London Match by Len Deighton was first published in 1985 and it’s the third book featuring Bernard Samson and the various other ‘civil servants’ who were engaged in spying or spy spotting in London and West Berlin during the Cold War era.
As you would expect, nothing can be taken at face value, leaks in the department mean that just about everybody is under suspicion of being a double agent. At the same time there’s a lot going on in the way of office politics and back stabbing and Bernard believes his children are in danger of being snatched.
At 405 pages you would think that this wouldn’t be a quick read but it didn’t take me long (mind you the bad weather might have had a hand in that!) and I find Deighton’s writing to be really good and surprisingly descriptive, something that I appreciate. I’ll definitely be reading the next one in this series which is Spy Hook.

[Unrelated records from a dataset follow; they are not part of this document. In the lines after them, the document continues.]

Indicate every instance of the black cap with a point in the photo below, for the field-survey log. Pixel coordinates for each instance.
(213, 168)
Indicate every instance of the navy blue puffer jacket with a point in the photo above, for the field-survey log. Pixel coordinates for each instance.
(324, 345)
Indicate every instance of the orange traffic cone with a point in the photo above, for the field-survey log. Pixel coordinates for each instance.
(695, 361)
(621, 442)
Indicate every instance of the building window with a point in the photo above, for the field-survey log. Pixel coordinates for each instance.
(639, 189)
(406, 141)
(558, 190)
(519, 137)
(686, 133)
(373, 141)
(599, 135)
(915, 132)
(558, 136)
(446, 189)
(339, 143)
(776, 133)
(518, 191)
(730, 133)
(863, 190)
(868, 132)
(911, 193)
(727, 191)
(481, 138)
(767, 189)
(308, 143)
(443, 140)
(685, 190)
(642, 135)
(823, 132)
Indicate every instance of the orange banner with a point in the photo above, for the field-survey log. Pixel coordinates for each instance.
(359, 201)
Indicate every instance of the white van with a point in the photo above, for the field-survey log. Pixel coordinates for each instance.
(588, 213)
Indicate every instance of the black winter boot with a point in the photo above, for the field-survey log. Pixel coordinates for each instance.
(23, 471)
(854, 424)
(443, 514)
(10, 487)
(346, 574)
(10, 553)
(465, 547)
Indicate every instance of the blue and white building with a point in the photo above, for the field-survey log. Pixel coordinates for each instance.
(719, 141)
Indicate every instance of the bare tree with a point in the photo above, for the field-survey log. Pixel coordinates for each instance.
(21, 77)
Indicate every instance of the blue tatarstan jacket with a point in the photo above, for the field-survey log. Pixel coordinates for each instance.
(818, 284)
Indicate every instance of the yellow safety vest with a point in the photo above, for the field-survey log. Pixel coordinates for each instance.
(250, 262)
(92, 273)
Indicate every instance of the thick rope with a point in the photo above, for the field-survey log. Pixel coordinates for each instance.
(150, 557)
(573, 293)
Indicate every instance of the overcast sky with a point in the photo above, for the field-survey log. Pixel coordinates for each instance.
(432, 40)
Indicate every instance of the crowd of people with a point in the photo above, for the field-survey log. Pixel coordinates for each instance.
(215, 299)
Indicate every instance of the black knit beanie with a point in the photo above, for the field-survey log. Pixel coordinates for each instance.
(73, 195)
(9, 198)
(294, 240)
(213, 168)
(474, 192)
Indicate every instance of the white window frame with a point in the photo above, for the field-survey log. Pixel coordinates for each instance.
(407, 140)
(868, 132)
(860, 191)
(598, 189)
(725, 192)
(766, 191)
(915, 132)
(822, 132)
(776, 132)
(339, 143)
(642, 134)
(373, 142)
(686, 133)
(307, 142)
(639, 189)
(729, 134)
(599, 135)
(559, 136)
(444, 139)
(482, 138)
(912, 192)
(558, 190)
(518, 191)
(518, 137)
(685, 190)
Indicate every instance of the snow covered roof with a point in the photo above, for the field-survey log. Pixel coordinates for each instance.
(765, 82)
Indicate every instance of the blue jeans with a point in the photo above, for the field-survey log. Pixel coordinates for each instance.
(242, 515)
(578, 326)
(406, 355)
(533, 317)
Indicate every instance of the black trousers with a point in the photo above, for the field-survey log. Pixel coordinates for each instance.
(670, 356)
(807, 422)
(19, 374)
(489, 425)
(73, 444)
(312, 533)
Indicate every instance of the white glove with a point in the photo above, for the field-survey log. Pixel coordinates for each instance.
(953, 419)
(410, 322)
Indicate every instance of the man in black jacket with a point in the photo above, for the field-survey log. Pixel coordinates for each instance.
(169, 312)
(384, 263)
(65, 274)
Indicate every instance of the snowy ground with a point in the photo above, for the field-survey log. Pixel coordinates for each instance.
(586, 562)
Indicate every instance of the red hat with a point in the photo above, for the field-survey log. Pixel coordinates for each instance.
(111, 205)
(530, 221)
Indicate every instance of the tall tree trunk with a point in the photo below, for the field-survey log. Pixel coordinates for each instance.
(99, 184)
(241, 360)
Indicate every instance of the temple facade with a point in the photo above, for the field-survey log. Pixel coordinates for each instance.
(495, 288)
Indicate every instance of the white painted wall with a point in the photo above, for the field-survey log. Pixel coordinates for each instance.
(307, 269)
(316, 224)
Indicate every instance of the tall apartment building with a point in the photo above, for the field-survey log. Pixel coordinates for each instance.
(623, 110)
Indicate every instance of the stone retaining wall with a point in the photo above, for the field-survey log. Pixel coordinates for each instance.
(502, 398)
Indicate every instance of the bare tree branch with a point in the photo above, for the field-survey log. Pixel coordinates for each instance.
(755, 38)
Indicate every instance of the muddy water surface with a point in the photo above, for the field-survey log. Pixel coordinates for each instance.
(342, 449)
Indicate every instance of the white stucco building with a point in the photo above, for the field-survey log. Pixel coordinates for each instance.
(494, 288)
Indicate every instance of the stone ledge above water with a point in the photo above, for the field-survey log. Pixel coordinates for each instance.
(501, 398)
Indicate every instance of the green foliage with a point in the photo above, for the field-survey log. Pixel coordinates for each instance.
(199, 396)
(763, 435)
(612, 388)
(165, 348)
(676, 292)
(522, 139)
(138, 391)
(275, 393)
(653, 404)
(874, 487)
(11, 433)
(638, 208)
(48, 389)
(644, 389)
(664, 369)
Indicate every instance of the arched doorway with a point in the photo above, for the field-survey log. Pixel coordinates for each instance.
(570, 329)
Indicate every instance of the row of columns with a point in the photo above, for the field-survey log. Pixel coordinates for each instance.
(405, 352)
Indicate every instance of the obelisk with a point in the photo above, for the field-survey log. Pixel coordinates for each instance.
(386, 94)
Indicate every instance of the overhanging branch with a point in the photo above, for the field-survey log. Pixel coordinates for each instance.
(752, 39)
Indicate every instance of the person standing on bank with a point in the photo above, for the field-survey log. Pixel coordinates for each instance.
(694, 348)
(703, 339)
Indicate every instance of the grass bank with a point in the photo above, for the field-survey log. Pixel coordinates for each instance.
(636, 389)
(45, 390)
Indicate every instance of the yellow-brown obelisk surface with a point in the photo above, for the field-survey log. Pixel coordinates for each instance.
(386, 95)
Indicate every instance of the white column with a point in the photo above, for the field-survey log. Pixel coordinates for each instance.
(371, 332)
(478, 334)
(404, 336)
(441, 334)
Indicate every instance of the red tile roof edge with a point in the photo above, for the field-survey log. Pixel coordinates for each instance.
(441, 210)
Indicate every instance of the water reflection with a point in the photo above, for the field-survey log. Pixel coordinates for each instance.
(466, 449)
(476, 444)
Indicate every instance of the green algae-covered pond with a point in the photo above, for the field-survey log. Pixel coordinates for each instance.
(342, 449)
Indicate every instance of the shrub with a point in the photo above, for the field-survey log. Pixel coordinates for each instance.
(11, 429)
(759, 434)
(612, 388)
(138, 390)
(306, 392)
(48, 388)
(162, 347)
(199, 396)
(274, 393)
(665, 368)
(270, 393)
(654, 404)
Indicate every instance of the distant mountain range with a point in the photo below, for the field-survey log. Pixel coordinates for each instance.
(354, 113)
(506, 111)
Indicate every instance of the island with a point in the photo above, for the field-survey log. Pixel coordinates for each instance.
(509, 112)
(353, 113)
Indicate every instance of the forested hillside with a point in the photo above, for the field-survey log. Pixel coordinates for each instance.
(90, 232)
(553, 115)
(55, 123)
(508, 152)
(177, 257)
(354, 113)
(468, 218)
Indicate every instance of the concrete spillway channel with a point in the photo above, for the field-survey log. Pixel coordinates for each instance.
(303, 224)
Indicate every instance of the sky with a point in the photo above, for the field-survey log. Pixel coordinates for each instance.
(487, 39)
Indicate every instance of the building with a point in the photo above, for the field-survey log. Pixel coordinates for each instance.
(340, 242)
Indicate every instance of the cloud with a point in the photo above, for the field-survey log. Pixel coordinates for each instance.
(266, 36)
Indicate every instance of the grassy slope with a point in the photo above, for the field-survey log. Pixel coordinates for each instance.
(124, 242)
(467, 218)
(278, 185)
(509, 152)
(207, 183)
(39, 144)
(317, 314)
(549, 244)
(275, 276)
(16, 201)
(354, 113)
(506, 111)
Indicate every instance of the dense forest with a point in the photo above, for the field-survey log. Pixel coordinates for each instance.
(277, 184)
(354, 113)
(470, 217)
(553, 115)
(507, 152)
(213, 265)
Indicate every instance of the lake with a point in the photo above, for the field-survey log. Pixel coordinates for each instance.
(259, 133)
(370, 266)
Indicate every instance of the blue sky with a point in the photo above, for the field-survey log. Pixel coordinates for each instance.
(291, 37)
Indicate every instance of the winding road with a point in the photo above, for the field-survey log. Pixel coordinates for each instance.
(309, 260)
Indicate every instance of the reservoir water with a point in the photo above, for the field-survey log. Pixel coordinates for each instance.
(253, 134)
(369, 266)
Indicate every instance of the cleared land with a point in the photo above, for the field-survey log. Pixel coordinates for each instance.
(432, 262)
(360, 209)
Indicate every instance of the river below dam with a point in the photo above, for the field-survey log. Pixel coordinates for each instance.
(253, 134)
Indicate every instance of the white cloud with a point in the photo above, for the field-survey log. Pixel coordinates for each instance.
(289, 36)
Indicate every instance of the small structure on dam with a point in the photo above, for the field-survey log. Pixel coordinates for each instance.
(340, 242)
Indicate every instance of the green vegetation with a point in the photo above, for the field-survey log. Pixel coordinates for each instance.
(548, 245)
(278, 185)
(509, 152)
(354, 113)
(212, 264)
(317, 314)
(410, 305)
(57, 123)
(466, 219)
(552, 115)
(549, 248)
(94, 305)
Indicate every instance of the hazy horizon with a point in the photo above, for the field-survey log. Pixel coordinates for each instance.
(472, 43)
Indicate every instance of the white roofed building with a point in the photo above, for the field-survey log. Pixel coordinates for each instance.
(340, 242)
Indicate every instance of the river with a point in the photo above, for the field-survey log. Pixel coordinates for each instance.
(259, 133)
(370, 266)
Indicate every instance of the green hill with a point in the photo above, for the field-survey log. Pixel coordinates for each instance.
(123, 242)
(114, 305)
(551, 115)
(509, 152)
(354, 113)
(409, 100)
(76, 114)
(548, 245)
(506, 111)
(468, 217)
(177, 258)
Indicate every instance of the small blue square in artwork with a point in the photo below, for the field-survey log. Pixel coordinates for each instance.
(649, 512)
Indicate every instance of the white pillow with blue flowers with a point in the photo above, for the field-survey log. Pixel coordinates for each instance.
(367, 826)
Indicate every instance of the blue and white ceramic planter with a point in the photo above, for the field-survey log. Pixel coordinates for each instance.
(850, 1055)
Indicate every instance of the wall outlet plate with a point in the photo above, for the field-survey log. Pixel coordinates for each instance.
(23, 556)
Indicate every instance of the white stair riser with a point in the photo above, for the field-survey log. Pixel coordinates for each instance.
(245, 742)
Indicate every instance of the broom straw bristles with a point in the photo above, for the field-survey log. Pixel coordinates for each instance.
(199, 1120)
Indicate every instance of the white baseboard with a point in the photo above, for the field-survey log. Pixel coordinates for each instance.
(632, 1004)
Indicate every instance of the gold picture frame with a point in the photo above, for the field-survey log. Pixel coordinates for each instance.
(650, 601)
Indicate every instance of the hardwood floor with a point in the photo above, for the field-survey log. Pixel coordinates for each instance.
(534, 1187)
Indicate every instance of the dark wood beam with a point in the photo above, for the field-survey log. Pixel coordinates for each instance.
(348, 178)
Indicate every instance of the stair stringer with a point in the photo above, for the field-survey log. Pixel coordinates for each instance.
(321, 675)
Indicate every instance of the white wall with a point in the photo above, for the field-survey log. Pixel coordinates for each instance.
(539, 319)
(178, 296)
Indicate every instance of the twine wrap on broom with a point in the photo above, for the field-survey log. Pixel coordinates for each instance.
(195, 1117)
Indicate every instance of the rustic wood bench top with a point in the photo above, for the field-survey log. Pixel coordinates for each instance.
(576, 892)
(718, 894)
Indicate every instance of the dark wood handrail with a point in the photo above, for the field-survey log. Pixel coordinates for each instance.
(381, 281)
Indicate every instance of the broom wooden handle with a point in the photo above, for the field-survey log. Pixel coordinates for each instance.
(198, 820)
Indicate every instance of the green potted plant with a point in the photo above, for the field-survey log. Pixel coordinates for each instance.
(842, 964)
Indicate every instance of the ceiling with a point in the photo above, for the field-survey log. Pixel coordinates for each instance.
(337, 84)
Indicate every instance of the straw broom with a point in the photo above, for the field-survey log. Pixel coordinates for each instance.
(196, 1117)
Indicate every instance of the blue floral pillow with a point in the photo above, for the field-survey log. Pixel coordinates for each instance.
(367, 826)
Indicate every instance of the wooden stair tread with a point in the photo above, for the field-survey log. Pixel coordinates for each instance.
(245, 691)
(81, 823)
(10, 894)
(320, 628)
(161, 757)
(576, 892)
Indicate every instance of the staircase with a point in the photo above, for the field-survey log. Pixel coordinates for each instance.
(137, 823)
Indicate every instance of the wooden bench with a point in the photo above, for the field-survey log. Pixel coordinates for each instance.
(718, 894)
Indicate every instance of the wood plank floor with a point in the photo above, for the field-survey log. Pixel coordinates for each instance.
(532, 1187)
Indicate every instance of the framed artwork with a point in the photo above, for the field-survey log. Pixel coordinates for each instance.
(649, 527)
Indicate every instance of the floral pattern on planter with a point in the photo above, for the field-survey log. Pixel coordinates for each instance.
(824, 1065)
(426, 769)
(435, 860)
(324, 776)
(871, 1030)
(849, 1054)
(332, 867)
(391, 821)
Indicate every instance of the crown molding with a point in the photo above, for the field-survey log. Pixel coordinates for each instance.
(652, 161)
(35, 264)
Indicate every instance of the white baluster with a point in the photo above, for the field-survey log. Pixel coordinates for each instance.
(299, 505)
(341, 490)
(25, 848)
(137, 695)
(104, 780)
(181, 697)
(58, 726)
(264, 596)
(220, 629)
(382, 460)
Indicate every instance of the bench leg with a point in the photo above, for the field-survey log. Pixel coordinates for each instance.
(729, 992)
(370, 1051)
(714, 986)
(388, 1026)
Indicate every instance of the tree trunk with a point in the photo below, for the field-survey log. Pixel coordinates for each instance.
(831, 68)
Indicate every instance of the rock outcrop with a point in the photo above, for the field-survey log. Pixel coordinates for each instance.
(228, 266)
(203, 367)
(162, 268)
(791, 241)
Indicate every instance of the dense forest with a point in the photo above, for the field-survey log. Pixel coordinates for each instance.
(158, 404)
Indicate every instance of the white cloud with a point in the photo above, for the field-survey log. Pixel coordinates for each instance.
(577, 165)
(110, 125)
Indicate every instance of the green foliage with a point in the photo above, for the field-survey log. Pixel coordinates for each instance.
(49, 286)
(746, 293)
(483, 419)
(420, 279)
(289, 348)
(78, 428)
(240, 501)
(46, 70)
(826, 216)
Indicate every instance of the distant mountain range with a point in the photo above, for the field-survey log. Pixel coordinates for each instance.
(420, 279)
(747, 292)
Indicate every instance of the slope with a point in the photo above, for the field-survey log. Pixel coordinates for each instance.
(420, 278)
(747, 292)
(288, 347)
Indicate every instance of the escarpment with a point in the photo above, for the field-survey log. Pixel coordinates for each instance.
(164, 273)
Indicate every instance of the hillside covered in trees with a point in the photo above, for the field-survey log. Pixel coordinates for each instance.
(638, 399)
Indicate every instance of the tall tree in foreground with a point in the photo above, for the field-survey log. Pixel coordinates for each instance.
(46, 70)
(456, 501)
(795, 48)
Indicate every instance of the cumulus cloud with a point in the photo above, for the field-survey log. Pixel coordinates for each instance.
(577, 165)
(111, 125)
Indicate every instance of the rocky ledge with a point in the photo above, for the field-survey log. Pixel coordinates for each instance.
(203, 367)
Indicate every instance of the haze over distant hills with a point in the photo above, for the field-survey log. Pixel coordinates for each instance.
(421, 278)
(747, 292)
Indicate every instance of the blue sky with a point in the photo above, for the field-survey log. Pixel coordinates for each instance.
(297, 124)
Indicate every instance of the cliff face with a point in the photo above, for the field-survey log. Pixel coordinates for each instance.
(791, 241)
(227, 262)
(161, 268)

Len Deighton seems to be one of those talented people who have successes in many different arts, that’s always impressive, and slightly annoying of course!
London Match was one of my 20 Books of Summer.
Holly Roth was an American writer and The Mask of Glass was first published by Penguin in 1957. It’s very much a product of the times but a great read all the same.
Young Jimmy Kennemore is working in the US Army’s Counter- Intelligence Corps. It’s his dream job. His work hours are flexible, he gets a great allowance for clothes and living expenses and each week he is given an assignment in a briefing session in Manhattan.
When he’s given the task of tracking down a deserter from the US Army, Sergeant John Antonio Viola, he begins by visiting Viola’s old school in the hope of being able to interview some of Viola’s old schoolfriends.
This leads to Kennemore stumbling into a situation which even he can’t quite believe, involving high flying military leaders and politicians.
This is a thriller rather than a murder mystery and it reflects what was going on at the time in McCarthy’s America. There was a lot of paranoia although to be fair it was fuelled by a few spies such as Alger Hiss, Klaus Fuchs and the Rosenbergs who had been caught passing on information to the USSR. I do enjoy a blast back to the Cold War era now and again. It makes me feel quite nostalgic!
Sadly, in 1964 Holly Roth fell off a small yacht when she was sailing in the Mediterranean and her body was never found. This is the second book by Holly Roth which I’ve read, the first one being The Content Assignment which I liked but I think I preferred this one.